Non, c'est une injustice d'attribuer à un mauvais sentiment cette extrême légèreté dont nous fîmes une si éclatante démonstration en 95. Elle n'en est pas moins blâmable; mais l'origine n'a rien de ce qui, surtout dans des femmes, est toujours révoltant et repoussant même.... la cruauté.—Nous sommes légers. Nous sommes comme le peuple du Pirée. Nous avons besoin d'un changement de situation, et, lorsque cette situation est passée, il nous faut en quoi que ce soit plaisanter sur elle.
Cela ne m'empêche pas d'être fière de ma nation. Nous n'avons rien de caché, au moins. On peut nous juger sur nos actions; et lorsqu'on aura dit que nous sommes légers, on aura dit à peu près tout le mal qu'on peut dire de nous.
Lorsqu'il fut reconnu qu'il n'y aurait pas encore de longtemps de maisons particulières où l'on recevrait, alors les jeunes gens les plus à la mode parmi les incroyables, les femmes les plus élégantes parmi les merveilleuses, décidèrent qu'on danserait dans des bals publics, où toute la bonne compagnie allant en masse, elle ne serait pas exposée à rencontrer des personnes étrangères à elle. La chose arrêtée, on choisit un local; le premier fut l'hôtel de Richelieu, au bout de la rue Louis-le-Grand: on l'appela par cette raison le bal Richelieu. Plus tard, on prit l'hôtel de Thélusson[26], rue de Provence, et le bal reçut également le nom de bal Thélusson.
Mais ce fut le premier qui reçut une seconde dénomination bien étrange! on l'appela le bal des Victimes!... et voici l'origine de ce nom.

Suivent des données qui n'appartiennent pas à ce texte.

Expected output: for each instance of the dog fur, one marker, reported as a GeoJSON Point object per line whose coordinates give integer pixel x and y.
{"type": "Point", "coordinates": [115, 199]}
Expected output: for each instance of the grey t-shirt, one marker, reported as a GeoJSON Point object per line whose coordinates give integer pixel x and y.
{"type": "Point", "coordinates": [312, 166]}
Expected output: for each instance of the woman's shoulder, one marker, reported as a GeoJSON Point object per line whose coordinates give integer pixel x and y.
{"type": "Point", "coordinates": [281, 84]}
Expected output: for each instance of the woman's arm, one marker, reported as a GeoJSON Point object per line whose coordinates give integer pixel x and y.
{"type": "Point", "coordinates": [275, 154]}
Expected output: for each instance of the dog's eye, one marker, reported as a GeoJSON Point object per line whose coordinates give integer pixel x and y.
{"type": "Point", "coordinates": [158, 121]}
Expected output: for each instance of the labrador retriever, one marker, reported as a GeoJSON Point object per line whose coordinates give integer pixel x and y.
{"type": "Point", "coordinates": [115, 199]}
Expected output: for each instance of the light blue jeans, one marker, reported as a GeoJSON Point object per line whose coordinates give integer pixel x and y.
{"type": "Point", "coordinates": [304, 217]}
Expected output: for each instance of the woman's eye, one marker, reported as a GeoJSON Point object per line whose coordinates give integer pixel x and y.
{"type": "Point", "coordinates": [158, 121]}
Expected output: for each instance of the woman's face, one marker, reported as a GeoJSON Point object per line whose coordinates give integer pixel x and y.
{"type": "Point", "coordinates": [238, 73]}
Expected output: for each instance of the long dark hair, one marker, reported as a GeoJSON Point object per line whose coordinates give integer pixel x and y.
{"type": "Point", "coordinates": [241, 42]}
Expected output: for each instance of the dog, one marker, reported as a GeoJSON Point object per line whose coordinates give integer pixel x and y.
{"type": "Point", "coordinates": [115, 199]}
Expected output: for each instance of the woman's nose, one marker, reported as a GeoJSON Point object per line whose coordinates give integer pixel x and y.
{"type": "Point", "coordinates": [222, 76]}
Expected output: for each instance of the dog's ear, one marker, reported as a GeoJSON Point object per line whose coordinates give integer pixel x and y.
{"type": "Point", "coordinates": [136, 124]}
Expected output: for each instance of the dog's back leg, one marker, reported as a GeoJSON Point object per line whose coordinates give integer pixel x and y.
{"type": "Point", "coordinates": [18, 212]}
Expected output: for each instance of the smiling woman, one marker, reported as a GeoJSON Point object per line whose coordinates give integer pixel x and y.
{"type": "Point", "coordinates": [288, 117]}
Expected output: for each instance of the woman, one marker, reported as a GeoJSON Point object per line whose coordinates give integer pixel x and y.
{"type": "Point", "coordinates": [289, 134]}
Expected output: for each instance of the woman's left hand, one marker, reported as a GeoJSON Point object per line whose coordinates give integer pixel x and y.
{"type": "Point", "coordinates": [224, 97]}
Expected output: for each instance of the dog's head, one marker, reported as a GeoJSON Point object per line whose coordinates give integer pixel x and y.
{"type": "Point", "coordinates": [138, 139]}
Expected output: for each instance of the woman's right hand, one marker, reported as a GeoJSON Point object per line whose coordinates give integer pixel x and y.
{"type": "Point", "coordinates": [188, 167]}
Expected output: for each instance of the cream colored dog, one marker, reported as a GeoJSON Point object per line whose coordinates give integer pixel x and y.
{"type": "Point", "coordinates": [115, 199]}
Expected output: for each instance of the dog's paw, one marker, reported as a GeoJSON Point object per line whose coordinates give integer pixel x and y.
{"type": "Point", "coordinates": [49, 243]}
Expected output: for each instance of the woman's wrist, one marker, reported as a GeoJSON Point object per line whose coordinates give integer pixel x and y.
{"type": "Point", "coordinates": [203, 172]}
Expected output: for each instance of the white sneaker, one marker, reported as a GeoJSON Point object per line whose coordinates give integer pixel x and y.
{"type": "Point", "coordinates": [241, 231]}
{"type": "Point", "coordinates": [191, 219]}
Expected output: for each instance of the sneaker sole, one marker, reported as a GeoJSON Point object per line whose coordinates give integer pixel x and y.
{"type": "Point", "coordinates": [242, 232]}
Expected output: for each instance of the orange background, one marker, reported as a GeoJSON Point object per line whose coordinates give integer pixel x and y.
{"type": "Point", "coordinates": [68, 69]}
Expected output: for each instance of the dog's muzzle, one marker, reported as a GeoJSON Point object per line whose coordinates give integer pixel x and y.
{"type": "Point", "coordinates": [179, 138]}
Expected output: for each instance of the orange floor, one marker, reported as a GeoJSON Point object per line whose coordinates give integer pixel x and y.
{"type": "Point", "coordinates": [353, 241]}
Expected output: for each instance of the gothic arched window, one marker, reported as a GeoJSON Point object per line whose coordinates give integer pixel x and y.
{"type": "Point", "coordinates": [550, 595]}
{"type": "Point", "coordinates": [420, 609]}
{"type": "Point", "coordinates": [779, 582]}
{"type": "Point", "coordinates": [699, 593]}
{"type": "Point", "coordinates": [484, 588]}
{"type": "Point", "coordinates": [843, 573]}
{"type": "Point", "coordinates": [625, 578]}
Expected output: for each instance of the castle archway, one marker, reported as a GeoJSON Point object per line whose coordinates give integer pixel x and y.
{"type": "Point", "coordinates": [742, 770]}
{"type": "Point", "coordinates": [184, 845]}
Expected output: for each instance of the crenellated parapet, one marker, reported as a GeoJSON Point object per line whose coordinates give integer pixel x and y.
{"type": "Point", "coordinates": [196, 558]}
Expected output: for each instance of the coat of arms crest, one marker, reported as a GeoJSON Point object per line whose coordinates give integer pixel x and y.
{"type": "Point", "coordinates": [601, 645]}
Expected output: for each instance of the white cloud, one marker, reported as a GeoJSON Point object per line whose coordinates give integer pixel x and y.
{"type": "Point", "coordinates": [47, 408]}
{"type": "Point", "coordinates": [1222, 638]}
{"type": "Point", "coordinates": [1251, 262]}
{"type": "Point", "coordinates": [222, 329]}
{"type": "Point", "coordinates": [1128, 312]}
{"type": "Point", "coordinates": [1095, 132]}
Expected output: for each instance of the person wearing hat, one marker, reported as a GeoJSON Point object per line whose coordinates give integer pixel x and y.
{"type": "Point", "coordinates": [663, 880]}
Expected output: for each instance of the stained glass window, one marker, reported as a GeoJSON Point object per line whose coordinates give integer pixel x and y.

Au moment où la France en deuil se voyait décimer chaque jour, la plupart des femmes en prison, voulant sauver le trésor de leur chevelure pour le léguer à ceux qu'elles aimaient, avaient pris le parti de les couper elles-mêmes... avant même que le bourreau n'y eût un droit... Lorsqu'elles sortirent de prison ensuite, ces jeunes femmes, elles se trouvèrent avec des cheveux courts, et la première d'elles toutes était madame Tallien. Comme elle était parfaitement belle, et que cette coiffure lui allait bien, elle la garda. Mais ce fut autre chose avec des femmes qui n'avaient pour elles que des cheveux coupés...
On trouva un moyen terme: ce fut d'en faire une mode générale. On appela cela galamment une coiffure à la victime!... mais où ce mot devint choquant, ce fut au bal de Richelieu.
Deux mères que je ne nommerai pas, car elles existent toutes deux, avaient leurs deux enfants avec elles à ce bal; l'une était une fille, l'autre un fils: la fille avait treize ans, et le garçon de quinze à seize. Ces deux dames se rencontrèrent au bal de Richelieu pour la première fois depuis la Révolution; la dernière fois qu'elles s'étaient vues, c'était aux Tuileries, en 1791. L'une de ces dames avait émigré: son mari n'avait pas voulu la suivre, et le malheureux avait payé son obstination de sa tête. C'était le père du jeune homme. Celui de la jeune fille était mort à Quiberon.
L'orchestre venait de jouer les premières mesures d'une contredanse, lorsque la jeune fille, qu'on appelait Adèle, fut engagée par un jeune homme inconnu. Avant de répondre, elle tourna les yeux vers sa mère pour lui en demander la permission; mais au lieu de répondre par une acceptation, la mère de la jeune fille dit au jeune homme:—Je suis bien fâchée, monsieur, ma fille est engagée.
Le jeune homme se retira avec regret, car la jeune fille était alors fort jolie.
—Mais, maman, dit-elle à sa mère, pourquoi avoir répondu que j'étais engagée? je ne le suis point du tout.